On July 12, 1929 the governorates and uyezds were abolished. Mikhaylovsky District, with the administrative center in the selo of Smerdyn, was established within Bezhetsk Okrug of Moscow Oblast. On July 23, 1930, the okrugs were abolished, and the districts were directly subordinated to the oblast. On December 25, 1930 Smerdyn was renamed Lesnoye, and Mikhaylovsky District was renamed Lesnoy District. On January 29, 1935 Kalinin Oblast was established, and Lesnoy District was transferred to Kalinin Oblast. In February 1963, during the abortive administrative reform by Nikita Khrushchev, Lesnoy District was merged into Maksatikhinsky District, but on December 30, 1966 it was re-established. In 1990, Kalinin Oblast was renamed Tver Oblast.

==Economy==

===Industry===
There are enterprises of timber and food industries in the district.

===Agriculture===
The main agricultural specialization of the district is cattle breeding with meat and milk production.

===Transportation===
Lesnoye is connected by road with Maksatikha. There are some local roads, however, there are no roads which connect the district and Novgorod Oblast.
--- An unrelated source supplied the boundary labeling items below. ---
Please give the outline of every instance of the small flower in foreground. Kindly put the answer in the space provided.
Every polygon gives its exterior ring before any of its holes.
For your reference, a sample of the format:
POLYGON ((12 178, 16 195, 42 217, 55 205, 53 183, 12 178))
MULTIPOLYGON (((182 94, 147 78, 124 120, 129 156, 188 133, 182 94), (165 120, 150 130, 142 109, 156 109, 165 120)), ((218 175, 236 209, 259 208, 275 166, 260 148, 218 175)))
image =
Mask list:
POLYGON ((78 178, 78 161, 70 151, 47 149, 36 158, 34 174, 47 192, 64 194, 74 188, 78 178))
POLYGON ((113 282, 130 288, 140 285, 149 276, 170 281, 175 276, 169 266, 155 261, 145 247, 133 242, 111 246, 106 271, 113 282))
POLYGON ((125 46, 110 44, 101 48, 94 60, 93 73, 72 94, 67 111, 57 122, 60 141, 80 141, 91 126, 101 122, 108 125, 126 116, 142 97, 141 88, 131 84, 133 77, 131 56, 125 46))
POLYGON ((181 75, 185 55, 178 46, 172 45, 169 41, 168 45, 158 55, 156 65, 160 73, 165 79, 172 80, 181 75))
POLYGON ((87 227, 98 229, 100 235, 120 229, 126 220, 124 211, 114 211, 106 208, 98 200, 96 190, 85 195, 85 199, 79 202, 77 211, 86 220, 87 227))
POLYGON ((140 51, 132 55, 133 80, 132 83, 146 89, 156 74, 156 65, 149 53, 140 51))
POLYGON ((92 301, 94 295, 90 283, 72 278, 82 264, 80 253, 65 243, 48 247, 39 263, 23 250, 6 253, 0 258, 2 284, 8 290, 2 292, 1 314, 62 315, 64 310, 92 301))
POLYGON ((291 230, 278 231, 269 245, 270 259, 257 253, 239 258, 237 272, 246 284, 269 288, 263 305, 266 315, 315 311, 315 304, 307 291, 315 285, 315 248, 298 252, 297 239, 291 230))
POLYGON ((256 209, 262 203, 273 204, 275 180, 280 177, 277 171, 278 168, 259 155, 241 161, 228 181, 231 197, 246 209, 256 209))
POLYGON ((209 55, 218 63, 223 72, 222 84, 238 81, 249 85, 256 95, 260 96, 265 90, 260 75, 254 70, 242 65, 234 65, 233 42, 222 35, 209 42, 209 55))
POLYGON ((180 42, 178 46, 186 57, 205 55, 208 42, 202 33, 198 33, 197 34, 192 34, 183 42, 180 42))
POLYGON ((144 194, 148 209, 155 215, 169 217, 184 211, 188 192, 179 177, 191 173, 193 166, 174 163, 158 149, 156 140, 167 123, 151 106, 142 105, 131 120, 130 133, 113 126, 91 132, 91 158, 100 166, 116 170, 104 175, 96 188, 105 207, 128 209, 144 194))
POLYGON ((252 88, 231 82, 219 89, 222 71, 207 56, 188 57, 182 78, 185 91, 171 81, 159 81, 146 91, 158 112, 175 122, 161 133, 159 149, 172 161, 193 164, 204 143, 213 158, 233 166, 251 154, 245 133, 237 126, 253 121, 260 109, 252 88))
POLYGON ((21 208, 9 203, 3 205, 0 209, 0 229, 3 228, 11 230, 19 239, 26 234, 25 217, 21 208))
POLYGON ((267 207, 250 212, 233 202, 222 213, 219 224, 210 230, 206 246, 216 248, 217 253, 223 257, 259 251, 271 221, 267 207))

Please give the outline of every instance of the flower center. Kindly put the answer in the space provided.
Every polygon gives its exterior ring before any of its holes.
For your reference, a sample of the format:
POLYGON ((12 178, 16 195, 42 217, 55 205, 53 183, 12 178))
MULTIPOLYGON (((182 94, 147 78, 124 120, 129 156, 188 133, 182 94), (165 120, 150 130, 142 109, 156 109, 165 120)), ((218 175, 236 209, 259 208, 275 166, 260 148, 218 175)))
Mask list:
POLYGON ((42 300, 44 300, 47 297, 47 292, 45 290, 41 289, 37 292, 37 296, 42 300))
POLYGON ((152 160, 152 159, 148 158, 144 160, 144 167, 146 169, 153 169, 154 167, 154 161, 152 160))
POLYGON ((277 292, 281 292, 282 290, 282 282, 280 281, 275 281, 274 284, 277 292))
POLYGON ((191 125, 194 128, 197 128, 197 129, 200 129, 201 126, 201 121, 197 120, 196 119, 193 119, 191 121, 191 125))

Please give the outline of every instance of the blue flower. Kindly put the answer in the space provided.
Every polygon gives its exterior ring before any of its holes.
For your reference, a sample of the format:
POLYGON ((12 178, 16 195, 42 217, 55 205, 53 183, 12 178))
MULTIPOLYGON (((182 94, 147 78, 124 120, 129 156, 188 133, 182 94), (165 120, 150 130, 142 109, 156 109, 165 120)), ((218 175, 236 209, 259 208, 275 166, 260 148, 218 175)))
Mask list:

None of the rivers in the district are navigable.

==Culture and recreation==
The district contains seven cultural heritage monuments of federal significance and additionally twenty-four objects classified as cultural and historical heritage of local significance. The federal monuments include the complex of the Ascencion Church (1749) in the selo of Mikhaylovskoye, the tomb of Lieutenant Dmitry Ilyin, a participant of the Battle of Chesma, in the village of Zastizhye, as well as a number of archeological sites.